Althanara had just raised his arms in celebration when he realized the fire from the ship was not a palpable hit. He did not, however, have time to panic. Before the thousand-pound shells of the ship had made it halfway to the target, the uranium bar from the distant Planetary Defense Center arrived.
The round penetrated from the bottom of Athanara’s ship and exited the top. Along the way it passed through the matter-antimatter converter and the antimatter storage tanks. Puncturing the plasma conduits of the HVM launcher on its way out was merely a formality.
The expanding ball of nuclear fire that had been a lander caught the main-gun rounds in mid-flight and disintegrated them. The shockwave and thermal pulse caught the Posleen along its path and incinerated them as well. From the exterior it was impossible to tell which round had arrived first.
This incident would create a running debate in history. The argument over whether it was the PDC round or those of the battleship that had destroyed the lander would be argued from boardroom to bar for years to come. The optimistic assumption was that it was the battleship’s guns that had caused the destruction. Medals, commendations and lucrative defense contracts would be based on that, false, assumption. That, however, was for the future.

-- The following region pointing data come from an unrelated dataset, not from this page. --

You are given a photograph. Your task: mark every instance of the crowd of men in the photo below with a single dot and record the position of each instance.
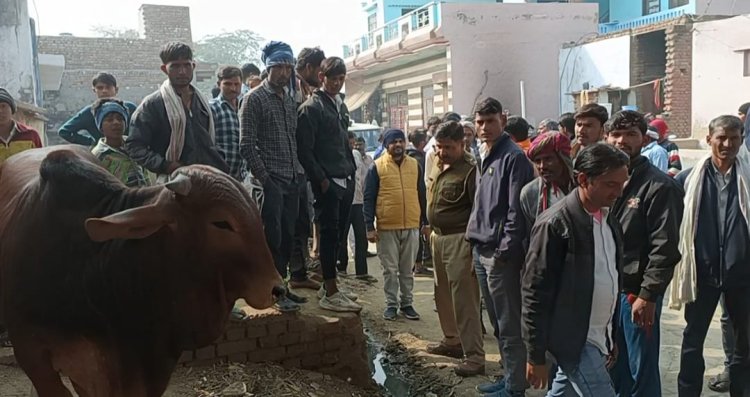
(569, 235)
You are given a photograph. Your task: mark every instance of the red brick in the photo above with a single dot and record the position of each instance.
(186, 356)
(296, 350)
(309, 336)
(297, 325)
(235, 334)
(207, 352)
(255, 331)
(329, 358)
(237, 357)
(277, 327)
(240, 346)
(311, 361)
(332, 343)
(292, 363)
(289, 339)
(315, 347)
(268, 341)
(206, 363)
(272, 354)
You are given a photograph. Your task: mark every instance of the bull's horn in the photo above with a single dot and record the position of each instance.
(180, 184)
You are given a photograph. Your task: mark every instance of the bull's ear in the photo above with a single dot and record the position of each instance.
(131, 224)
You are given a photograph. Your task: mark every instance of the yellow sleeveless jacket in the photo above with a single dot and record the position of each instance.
(397, 206)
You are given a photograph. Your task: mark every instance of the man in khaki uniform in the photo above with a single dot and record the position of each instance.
(450, 194)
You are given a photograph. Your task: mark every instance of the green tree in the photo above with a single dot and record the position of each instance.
(230, 48)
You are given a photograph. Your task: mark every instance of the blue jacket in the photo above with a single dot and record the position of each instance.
(84, 120)
(496, 222)
(722, 263)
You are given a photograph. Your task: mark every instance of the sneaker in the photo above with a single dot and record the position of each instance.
(495, 387)
(351, 295)
(410, 313)
(338, 302)
(366, 278)
(306, 283)
(467, 368)
(441, 349)
(285, 304)
(390, 314)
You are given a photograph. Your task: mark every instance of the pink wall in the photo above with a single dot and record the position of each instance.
(508, 43)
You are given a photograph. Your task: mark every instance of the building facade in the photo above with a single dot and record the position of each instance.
(645, 57)
(444, 56)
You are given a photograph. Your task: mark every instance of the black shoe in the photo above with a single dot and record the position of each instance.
(295, 298)
(720, 383)
(410, 313)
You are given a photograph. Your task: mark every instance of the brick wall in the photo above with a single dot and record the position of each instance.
(331, 345)
(134, 62)
(678, 85)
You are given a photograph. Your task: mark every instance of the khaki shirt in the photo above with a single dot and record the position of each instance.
(450, 195)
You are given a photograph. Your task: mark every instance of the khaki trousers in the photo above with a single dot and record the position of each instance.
(457, 294)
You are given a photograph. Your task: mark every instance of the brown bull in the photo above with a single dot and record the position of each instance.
(108, 284)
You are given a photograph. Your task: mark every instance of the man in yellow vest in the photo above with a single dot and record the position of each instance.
(395, 195)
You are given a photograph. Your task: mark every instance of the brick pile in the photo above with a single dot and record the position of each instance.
(328, 344)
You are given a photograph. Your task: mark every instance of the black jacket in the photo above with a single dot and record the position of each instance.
(558, 282)
(650, 212)
(322, 139)
(150, 133)
(721, 263)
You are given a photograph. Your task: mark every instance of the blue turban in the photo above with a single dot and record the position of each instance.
(277, 53)
(107, 108)
(391, 135)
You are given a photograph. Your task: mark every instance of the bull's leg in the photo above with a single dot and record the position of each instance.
(37, 364)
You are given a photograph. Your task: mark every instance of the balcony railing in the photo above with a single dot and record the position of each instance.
(424, 18)
(645, 20)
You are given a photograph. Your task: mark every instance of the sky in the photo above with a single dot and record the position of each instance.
(330, 23)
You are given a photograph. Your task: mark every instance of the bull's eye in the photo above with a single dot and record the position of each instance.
(223, 225)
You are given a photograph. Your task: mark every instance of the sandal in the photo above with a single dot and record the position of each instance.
(719, 383)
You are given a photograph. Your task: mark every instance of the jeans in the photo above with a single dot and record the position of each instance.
(698, 316)
(279, 214)
(302, 228)
(334, 206)
(357, 221)
(504, 281)
(636, 372)
(588, 379)
(727, 335)
(484, 289)
(397, 250)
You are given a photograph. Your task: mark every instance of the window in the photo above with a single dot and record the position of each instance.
(423, 17)
(678, 3)
(372, 22)
(651, 7)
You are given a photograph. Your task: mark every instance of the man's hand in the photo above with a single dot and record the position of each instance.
(537, 375)
(426, 232)
(372, 236)
(643, 313)
(173, 165)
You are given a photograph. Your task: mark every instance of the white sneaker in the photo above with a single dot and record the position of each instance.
(350, 295)
(338, 302)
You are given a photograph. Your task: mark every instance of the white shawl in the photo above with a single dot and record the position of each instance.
(178, 119)
(684, 284)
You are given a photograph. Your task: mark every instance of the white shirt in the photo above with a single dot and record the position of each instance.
(605, 284)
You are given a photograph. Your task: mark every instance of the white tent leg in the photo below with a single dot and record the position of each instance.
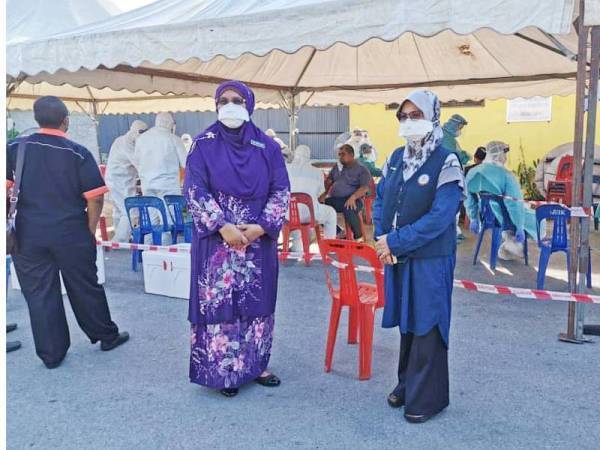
(574, 332)
(293, 116)
(584, 255)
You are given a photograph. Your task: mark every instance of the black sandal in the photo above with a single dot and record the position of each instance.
(268, 380)
(396, 398)
(229, 392)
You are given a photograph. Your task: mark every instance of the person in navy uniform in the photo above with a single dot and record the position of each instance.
(414, 215)
(58, 209)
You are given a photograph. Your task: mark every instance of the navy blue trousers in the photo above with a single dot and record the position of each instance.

The present held only the result of the action. The shockwave that finally reached the battleship.
It was tests of the hydrogen bomb at Bikini Atoll that finally broke the power of the battleship. On that morning of hydrogen fire a fleet of empty ships was sunk by a single weapon. However, the blast from the already depleted lander was far less than the blast from the Bikini Bomb. And the lander was rather farther away.
When the shockwave from the nuclear blast washed across the ship the damage was great but not catastrophic. The wave of fire searched down through the great rents in the fabric of the ship, but was stymied by the same blast doors that were containing the flooding water. It exploded a few more exposed magazines, killed a handful of damage control personnel and tore the ship loose from her moorings. But it did not sink her.
Sunk or not, the North Carolina was done for the day. One turret welded to the deck, huge gaps torn in her armor, and belching smoke and flame from the punctured engine rooms, she raised her other anchor and turned to the southeast. Let one of the other battlewagons take the position. “Showboat” had some cleaning up to do. The Planetary Defense Centers, however, were still in the midst of it.
Sten’lonoral fluffed his crest. The world below, which was supposed to be of relatively low technology, was aflame with war. The evidence was obvious even from space as flashes of nuclear fire and kinetic bombardment sparked on the surface.
His oolt’ondai was passing over a large sea and coming up on a continent, still in orbit, but descending, when a little-used sensor chimed.
“Antiship surface weapon detected,” the androgynous voice stated. “Request permission to engage.”
Sten’lonoral leaned forward and inspected the readout. It was so much gibberish but he did not want this supercilious Alld’nt piece of crap to know that. “Very well, you have my permission to engage.”